From Paul Craig Roberts Website
In actual fact, they face the threat of their domestic police state.
I posted this item earlier... am reposting it with commentary.
There is an abundance of shocking information about how white people are being marginalized in their own countries. Even President Putin of Russia has noticed it and spoken about it.
Consider, for example, the experience of a white American citizen with American ancestors going back generations with airport security ( TSA ) and with US customs if returning from abroad, such as the experiences described in the American Conservative article. It is a strange experience for most Americans to find themselves interrogated by dark-skinned recent immigrants, perhaps from "terrorist countries," with accents. How did it come to be that a security system allegedly put into place in order to protect Americans is, in actual fact, a threat to Americans? Under TSA interrogation, the rights of citizens vanish. Citizens can be detained, searched, and their digital information can be downloaded and put into government files. If citizens object, they can be arrested on a variety of pretexts.
It is enough to bear when your interrogator obviously was not born an American. But when it is your own kind doing it to you, you realize that you are a stranger in your own country and regarded as a potential threat. There is no distinction between citizen and external threat. Your society has collapsed. You are regarded as a potential terrorist, pedophile or money launderer. Using airports subjects you to these suspicions.
An American experiences the same absence of bond when stopped by police. In former days the police were courteous while enforcing the law. Today the police are not so much enforcing the law as exercising authority over you. Too many police officers enjoy their power and look forward to the high it gives them. For the citizen, the consequences can be deadly.
Power trips are everywhere taking over. For example, I remember reporting on a case where a mother was sitting in the shade on the front lawn of her home on a cul-de-sac where there was no traffic, watching her child play.
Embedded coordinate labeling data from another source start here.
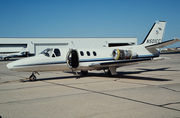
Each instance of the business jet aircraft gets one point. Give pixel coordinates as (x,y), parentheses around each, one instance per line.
(85,59)
(7,55)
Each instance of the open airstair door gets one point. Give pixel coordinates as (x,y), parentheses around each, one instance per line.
(72,59)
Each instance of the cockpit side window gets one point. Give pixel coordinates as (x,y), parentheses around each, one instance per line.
(57,52)
(47,52)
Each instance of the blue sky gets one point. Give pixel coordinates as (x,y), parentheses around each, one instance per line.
(88,18)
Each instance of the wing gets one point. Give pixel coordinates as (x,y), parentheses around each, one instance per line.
(119,63)
(163,44)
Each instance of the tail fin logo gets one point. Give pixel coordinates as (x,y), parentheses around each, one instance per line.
(153,41)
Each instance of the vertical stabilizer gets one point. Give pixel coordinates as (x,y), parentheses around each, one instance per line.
(155,35)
A woman in the neighboring house could see the child but not the mother and called the police to report what she thought was a case of parental negligence. The police arrived with Child Protective Service and seized the child and arrested the mother. The father had to leave work, find a lawyer and spend time and money putting the family back together. Such a pointless traumatic experience had to damage their concept of what it means to be an American and to have neighbors.
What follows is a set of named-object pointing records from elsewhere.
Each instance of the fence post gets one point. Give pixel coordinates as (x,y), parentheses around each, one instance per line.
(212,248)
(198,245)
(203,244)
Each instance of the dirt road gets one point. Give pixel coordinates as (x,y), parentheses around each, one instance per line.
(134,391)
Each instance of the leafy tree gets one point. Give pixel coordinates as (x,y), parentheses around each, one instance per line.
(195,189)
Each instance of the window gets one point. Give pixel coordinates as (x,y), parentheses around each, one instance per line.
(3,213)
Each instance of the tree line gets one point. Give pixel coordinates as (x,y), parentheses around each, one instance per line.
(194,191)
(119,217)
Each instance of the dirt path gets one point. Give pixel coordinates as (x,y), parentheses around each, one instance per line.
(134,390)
These types of incidents have become commonplace. Medical doctors and school teachers have to report if children have bruises, as a bruise might be evidence of child abuse, not a result from a tumble in sports or from a bicycle. Americans are encouraged to rat out one another. Just listen to the continuous drone of airport announcements after you have cleared security to "report any suspicious person." A suspicious person is in the eye of the beholder, who might be a prankster, a malcontent, or racially or gender biased. The authorities are glad to have a report, because it justifies their job. They will treat the reported person with far more suspicion than is warranted.
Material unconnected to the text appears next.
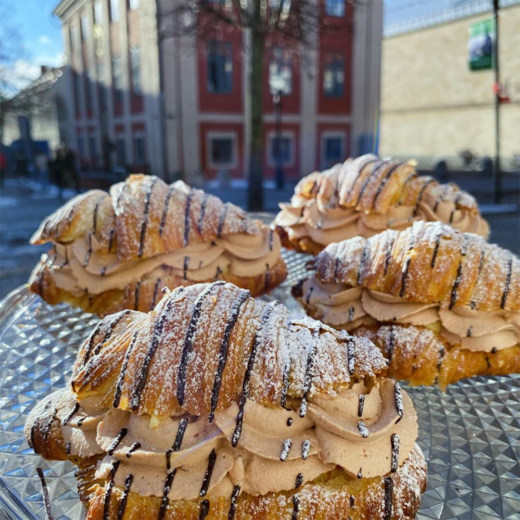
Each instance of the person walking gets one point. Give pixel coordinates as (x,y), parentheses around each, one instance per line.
(3,168)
TSA interrogators know it is pointless to select an American grandmother, medical doctor, mother with a baby or small children, businessman, schoolteacher, journalist, for additional screening and questioning. But the interrogators enjoy their moments of power over others. They enjoy the inconvenience they cause others. The interrogators don't pay the cost of a missed flight, a missed appointment, inconvenienced relatives at the other end. Maybe their victim will lose his or her cool and can be further detained. The satisfaction that comes from "I really stuck it to that SOB" is large.
A society that creates so many avenues for citizens to inconvenience and damage one another is a deathly sick society. Now that the sickness is institutionalized, how do we get rid of it?